余談ですが、mizusumashi氏は、氏の利用者ページをみれば明らかなように、 ja.wikipedia.org/wiki/利用者:Mizusumashi 「法は善と公平のアート」法律が非常にお好きな方です。井戸端でも、 法解釈で「形式的」「実質的」という区分けをJAWP方針議論で好んで用いられます。 しかし、当初私どもが翻訳しましたように「官僚主義でない」のなかで、 Wikipedia:ウィキペディアは何ではないか/改定案090625 >ウィキペディアはきまりで縛られているわけではありません。
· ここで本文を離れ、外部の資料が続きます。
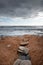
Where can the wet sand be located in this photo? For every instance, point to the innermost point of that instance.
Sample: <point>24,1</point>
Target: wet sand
<point>9,46</point>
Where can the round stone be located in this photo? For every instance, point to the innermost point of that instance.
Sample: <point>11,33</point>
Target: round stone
<point>25,62</point>
<point>23,50</point>
<point>24,43</point>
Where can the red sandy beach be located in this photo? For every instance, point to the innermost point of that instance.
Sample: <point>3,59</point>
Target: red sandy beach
<point>9,46</point>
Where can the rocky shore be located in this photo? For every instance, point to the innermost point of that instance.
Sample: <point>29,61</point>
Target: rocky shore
<point>9,46</point>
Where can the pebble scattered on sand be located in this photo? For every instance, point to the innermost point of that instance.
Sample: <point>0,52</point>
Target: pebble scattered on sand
<point>23,50</point>
<point>22,62</point>
<point>8,45</point>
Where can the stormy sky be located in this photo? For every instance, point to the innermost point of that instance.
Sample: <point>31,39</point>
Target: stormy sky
<point>21,12</point>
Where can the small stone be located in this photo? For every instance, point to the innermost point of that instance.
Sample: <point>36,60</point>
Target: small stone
<point>23,50</point>
<point>24,43</point>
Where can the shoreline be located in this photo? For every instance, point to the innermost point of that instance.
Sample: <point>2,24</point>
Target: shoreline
<point>9,54</point>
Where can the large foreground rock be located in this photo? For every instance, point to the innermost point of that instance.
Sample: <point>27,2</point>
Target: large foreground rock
<point>24,43</point>
<point>23,50</point>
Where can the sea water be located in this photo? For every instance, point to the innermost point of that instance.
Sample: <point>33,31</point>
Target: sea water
<point>20,30</point>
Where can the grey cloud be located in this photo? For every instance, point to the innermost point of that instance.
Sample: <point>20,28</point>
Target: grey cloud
<point>20,8</point>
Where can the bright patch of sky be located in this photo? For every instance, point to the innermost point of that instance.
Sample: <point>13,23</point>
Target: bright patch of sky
<point>8,21</point>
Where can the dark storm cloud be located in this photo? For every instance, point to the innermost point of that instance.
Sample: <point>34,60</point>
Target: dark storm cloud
<point>20,8</point>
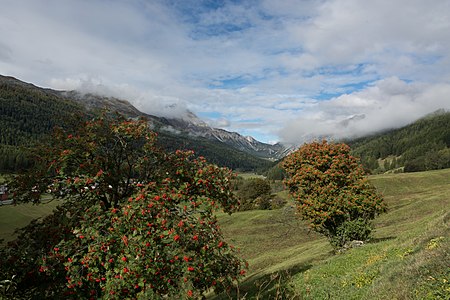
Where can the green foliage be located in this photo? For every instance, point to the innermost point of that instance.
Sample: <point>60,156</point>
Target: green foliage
<point>215,152</point>
<point>135,222</point>
<point>254,193</point>
<point>423,145</point>
<point>352,230</point>
<point>332,192</point>
<point>27,114</point>
<point>276,173</point>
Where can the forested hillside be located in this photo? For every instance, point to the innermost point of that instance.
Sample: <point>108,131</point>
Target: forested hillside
<point>29,113</point>
<point>422,145</point>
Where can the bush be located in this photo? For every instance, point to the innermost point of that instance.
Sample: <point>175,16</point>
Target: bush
<point>135,222</point>
<point>255,193</point>
<point>354,230</point>
<point>332,192</point>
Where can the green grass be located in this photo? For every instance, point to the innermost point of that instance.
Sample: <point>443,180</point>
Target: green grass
<point>406,259</point>
<point>17,216</point>
<point>250,175</point>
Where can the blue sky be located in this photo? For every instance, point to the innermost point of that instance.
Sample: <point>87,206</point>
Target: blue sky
<point>279,70</point>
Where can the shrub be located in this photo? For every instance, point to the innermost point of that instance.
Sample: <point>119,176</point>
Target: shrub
<point>332,191</point>
<point>135,222</point>
<point>255,193</point>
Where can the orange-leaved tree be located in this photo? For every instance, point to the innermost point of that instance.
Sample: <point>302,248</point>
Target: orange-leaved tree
<point>134,222</point>
<point>332,191</point>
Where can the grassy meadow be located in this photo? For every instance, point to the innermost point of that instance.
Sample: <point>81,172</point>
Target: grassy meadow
<point>408,257</point>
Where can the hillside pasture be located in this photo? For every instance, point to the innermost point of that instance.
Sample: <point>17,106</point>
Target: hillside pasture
<point>406,259</point>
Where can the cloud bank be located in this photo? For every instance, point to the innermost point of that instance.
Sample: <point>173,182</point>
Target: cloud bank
<point>276,70</point>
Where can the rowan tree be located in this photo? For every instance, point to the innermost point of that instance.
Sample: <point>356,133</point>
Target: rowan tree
<point>135,221</point>
<point>332,191</point>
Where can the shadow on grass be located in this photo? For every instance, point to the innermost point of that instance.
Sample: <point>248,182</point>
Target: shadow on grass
<point>378,240</point>
<point>266,286</point>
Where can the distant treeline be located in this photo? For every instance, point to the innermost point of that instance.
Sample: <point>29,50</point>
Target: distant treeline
<point>29,114</point>
<point>423,145</point>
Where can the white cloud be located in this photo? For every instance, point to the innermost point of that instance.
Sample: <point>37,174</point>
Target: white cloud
<point>390,103</point>
<point>274,62</point>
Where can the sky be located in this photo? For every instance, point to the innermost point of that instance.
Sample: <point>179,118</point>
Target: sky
<point>278,70</point>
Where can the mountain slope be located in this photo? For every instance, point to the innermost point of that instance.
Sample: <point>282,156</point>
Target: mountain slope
<point>422,145</point>
<point>29,113</point>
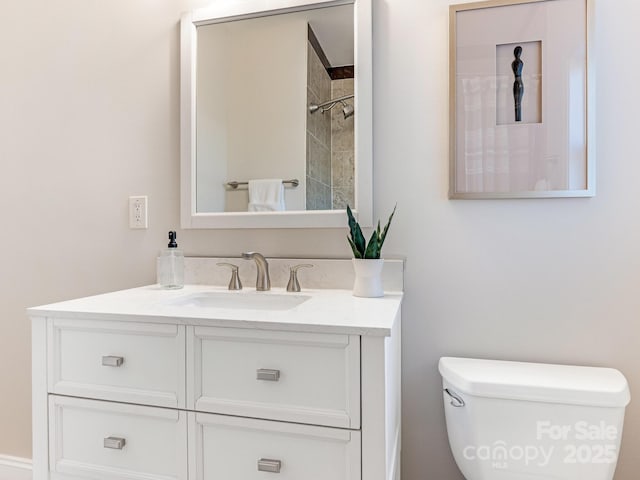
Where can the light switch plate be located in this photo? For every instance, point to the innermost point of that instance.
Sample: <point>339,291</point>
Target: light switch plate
<point>138,212</point>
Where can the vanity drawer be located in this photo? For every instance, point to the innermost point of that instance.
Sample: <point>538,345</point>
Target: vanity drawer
<point>91,439</point>
<point>128,362</point>
<point>309,378</point>
<point>233,448</point>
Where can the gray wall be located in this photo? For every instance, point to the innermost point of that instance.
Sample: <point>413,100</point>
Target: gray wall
<point>90,109</point>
模擬裁判ではありませんし、規則はコミュニティの目的ではありません。指示の肥大化は避けるべきです。ウィキペディアの基本方針とガイドラインは記述的であり、規範的ではありません。 と記載されてしまうと、非常に個人的趣向としてお困りになるんでしょう。よく理解できます。 模擬裁判でない、と言われてしまうと、法律議論がしにくくなるし、きまりでも規則でもない、記述的で規範的でない、とか言われてしまうと、 法解釈の「形式的」などという分析の前提がふっとんで消えてしまうからです。
しかし、これらは、あくまでWPの根本原理のひとつである、「合意形成」意思決定プロセスをきちんと担保するために、 絶対必要な解説であり、これを除去することは、三大方針の改変とおなじで許容されるはずがありません。
この疑問は常々ありますので、米国の財団の見解を直接聞いてみたいとは思っているのですが あいにく私にはそこまでの英語力がありませんのであきらめています。 Nativeな英語力をお持ちの方が実際にお問い合わせをしていただいて、どのような答えをいた だけるのか多くの人が知りたいと思っています。今、そういう人を皆が必要としていると思います。 wp99さん、できますか?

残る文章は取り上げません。